Despite these problems and not being paid more than $8 million for completed work he was owed since 2011, Caldarera stayed on the project after the parish offered him $1 million in January to continue to work.


After repeated delayed payments by the parish over the years, Jefferson Parish Council in early June was considering declaring Caldarera in default. The threat was issued after the job’s designer recommended to council that Caldarera be paid an additional $4 million for his work, which brought the total owed to his company to $12.7 million.


“The fact is we thought we were doing a good thing when we said we’d give [council] a $3 million break from the $12.7 million,” Caldarera said. “Under the general conditions of the contract, the designer had the exclusive authority to change the drawings.


That’s pretty serious to give that authority to one individual, but the contract states that express authority is binding, unless the owner or contractor appeals, says Caldarera.


In November, the council agreed to give Caldarera $1 million to keep him working on the project. After consistently assembling the structure for years and working with the parish in good faith, Caldarera had faced a council that wanted to change the terms of his contract drastically, or default him.

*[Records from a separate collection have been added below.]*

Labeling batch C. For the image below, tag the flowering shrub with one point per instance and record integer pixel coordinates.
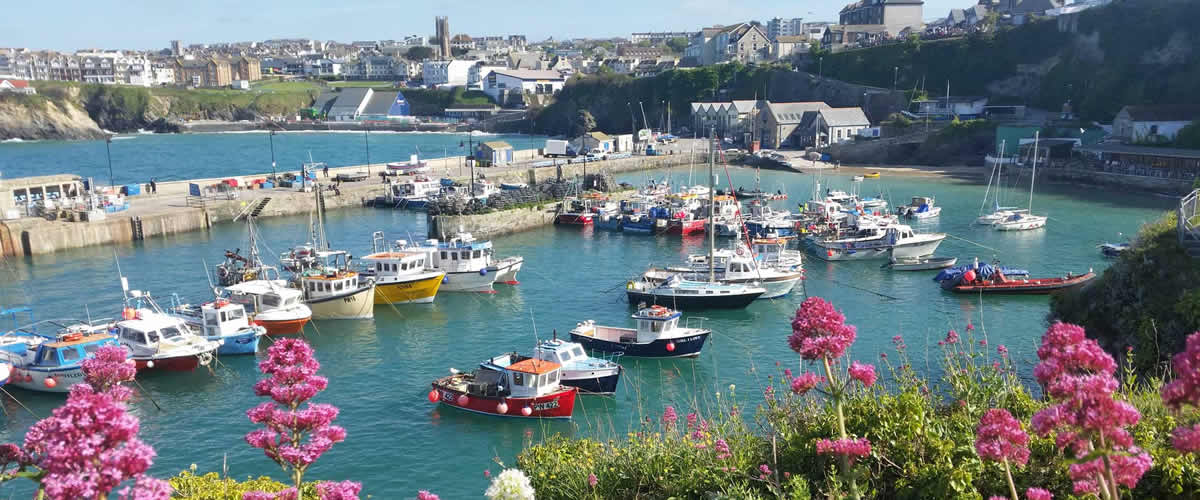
(89, 446)
(293, 380)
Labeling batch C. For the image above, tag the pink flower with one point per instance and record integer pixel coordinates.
(952, 337)
(1037, 494)
(670, 417)
(819, 331)
(805, 383)
(1000, 437)
(1186, 439)
(863, 373)
(851, 449)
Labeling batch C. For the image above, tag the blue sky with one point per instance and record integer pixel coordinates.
(150, 24)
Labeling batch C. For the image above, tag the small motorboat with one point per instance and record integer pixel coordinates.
(922, 264)
(658, 335)
(1113, 250)
(509, 385)
(591, 374)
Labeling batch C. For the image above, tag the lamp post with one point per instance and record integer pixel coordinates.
(108, 154)
(273, 156)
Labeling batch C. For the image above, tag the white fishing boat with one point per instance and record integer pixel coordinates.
(1027, 221)
(922, 208)
(874, 238)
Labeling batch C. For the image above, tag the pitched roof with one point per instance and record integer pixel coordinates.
(1163, 113)
(845, 116)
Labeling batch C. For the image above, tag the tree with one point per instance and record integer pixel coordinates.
(1189, 137)
(678, 44)
(585, 122)
(419, 53)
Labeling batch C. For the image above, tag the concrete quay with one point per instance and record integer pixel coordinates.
(172, 211)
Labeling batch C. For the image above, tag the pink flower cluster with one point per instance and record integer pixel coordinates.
(89, 446)
(108, 368)
(1000, 437)
(819, 331)
(863, 372)
(1078, 375)
(805, 383)
(293, 380)
(851, 449)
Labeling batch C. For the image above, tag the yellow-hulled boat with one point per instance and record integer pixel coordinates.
(401, 277)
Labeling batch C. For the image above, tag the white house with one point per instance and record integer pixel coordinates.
(502, 83)
(1152, 124)
(445, 73)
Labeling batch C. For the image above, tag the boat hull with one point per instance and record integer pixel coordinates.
(1024, 287)
(34, 379)
(555, 405)
(693, 302)
(593, 381)
(683, 347)
(355, 305)
(467, 281)
(282, 326)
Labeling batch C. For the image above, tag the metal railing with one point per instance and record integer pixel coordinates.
(1187, 222)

“They wanted to take away rights provided for in the contract. They were trying to prevent any future change orders for any reasons whatsoever,” Caldarera said.


So when council told him they’d vote on declaring him in default, he pushed back.


By the way, Jefferson Parish Council members declined to comment on the matter.



2.     Know the Process

After the job’s second designer announced to the council Jan. 9 that the parish should pay Caldarera an additional $4+ million above the $8.2 he was owed, a line was scratched in the dirt.


“That’s when the whole thing blew up,” Caldarera said. “Instead of working through this to the benefit of the community, people kept on passing the blame till they put it on me.”


So when council made its most recent threat to declare him in default by their June 12 meeting, Caldarera stuck to his guns, because he knew he was right. And he referred to the law, demanding council give him a reason why he was in default and that they provide it to him by 5 p.m. the day before the meeting. But no reason came.


“Thank goodness they’ve seen the light,” Caldarera said, after the deadline passed.


A less seasoned owner might’ve bent under the pressure of a local government pushing him to accept major changes to a long-unfinished project. But the changes were so burdensome that Caldarera had no choice, in addition to being in the right in the first place.


The council wanted to change the contract from stipulating liquidated damages of $500/day to $25,000/day for the first 10 days and require that he forfeit a $3 million payment if he was 11 days late.

 

3.     Understand the Contract

Caldarera didn’t become one of New Orleans’ top contractors by not understanding the fine print. Plus, he teaches Bid Law to companies in seminars across the state.

 

“Owners cannot make a contract so onerous that it strips rights of the contractor provided in the original contract,” Caldarera said. “An owner has two duties: to pay and to ask questions.”



4.     Have Broad Shoulders

The owner of the 400-employee company was fortunate to have the financial resources to continue working on the project, despite not being paid what he was due for years.

 

And when the payments from Jefferson Parish did come, he divvied it up to pay subcontractors. (“I treated them like my five daughters: I treat them equally,” he explains.)


Most of the work on the arts center was self-performed by the general contractor. Other smaller firms, given the same predicament, might not have survived the pay lag.



The parish came to an agreement with Caldarera in June which requires completion of the work on the project within one year of the first of three payments totaling $9.8 million. He expects to finish the work ahead of the deadline.